Financial markets have reacted positively to the ECB's program, unveiled Thursday by ECB president Mario Draghi, because it lowers the possibility that the euro currency union will break up, at least in the near-term. Stocks have risen strongly, as has the euro and the price of oil, while the costs of borrowing for countries like Spain and Italy has become more manageable.
The centerpiece of the plan — the ECB's most ambitious response yet to Europe's debt crisis — is a commitment to buy unlimited amounts of short-term bonds from euro countries that request help. The plan is meant to ease the financial pressures on Spain and Italy, the third- and fourth-largest economies in the eurozone, by giving them time to reduce their debt and reform their economies.
"Yesterday's actions by the ECB .... look like they could well buy Europe some additional time to sort out the problems that have plagued the single currency for the last three years," said Michael Hewson, senior market analyst at CMC Markets.
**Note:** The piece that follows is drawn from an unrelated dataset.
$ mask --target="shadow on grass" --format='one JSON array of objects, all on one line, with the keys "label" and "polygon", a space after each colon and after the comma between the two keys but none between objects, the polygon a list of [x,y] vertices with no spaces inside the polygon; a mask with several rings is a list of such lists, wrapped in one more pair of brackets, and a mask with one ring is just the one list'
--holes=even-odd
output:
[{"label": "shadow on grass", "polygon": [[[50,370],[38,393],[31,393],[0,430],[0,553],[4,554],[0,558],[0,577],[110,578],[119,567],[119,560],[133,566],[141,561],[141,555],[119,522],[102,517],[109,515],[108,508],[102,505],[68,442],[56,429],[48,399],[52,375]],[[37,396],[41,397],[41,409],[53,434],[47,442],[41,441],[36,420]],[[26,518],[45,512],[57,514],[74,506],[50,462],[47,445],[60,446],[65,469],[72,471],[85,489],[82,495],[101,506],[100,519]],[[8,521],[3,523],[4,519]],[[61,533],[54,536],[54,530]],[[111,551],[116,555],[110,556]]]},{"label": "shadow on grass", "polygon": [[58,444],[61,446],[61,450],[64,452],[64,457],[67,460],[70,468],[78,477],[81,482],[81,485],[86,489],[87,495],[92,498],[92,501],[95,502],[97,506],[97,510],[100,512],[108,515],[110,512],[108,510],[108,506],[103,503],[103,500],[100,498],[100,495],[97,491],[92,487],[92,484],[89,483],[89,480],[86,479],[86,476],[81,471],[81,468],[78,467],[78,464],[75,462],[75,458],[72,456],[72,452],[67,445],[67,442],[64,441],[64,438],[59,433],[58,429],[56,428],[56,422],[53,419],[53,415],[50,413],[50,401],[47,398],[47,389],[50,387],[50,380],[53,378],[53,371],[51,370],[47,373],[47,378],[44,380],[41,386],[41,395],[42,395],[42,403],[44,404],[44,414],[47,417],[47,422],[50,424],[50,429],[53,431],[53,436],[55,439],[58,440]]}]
In Europe, Germany's DAX was up 0.6 percent at 7,214, while the CAC-40 in France rose 0.26 percent to 3,519. The FTSE 100 index of leading British shares was 0.3 percent higher at 5,794.
In the U.S., the Dow Jones industrial average rose 0.03 percent to 13,279 but the broader S&P 500 index rose 0.26 percent to 1,435. On Thursday, the S&P soared to its highest level since January 2008, while the Dow hit its highest mark since December 2007.
U.S. stock markets lost their shine after figures showed the U.S. economy created only 96,000 jobs in August. That was below market expectations for a 130,000. The July increase was also revised down to show a 141,000 gain instead of 163,000.
Despite a surprise fall in the unemployment rate to 8.1 percent associated with a smaller labor force, the worse-than-anticipated payrolls figures failed to dent stocks too much as they have boosted expectations that the U.S. Federal Reserve will enact another monetary stimulus after its next policy meeting next week.
However, the dollar fell sharply after the figures and the euro was 1.2 percent higher at $1.2786, a near four-month high. Previous monetary easing by the Fed has resulted in stocks advancing and the dollar falling.
"The dollar is showing independent weakness across the board this morning as financial markets anticipate further Fed easing at next week's Fed meeting," said Micahel Woolfolk, an analyst at Bank of New York Mellon.
Earlier in Asia, stocks advanced following the previous day's gains in Europe and the U.S.
Japan's Nikkei 225 index surged 2.2 percent to close at 8,871.65. Hong Kong's Hang Seng jumped 3.1 percent to 19,802.16 — its biggest one-day percentage gain since Jan. 17.
South Korea's Kospi bolted up 2.6 percent to 1,929.58. Australia's S&P/ASX 200 rose 0.3 percent to 4,325.80.
Mainland Chinese shares soared. The benchmark Shanghai Composite Index jumped 3.7 percent to 2,127.76 and the smaller Shenzhen Composite Index added 3.8 percent to 891.53.
Oil prices shed some recent gains after the U.S. job figures indicated the U.S. may not be growing as much as anticipated — benchmark oil for October delivery was up 33 cents a barrel at $95.82 a barrel in electronic trading on the New York Mercantile Exchange.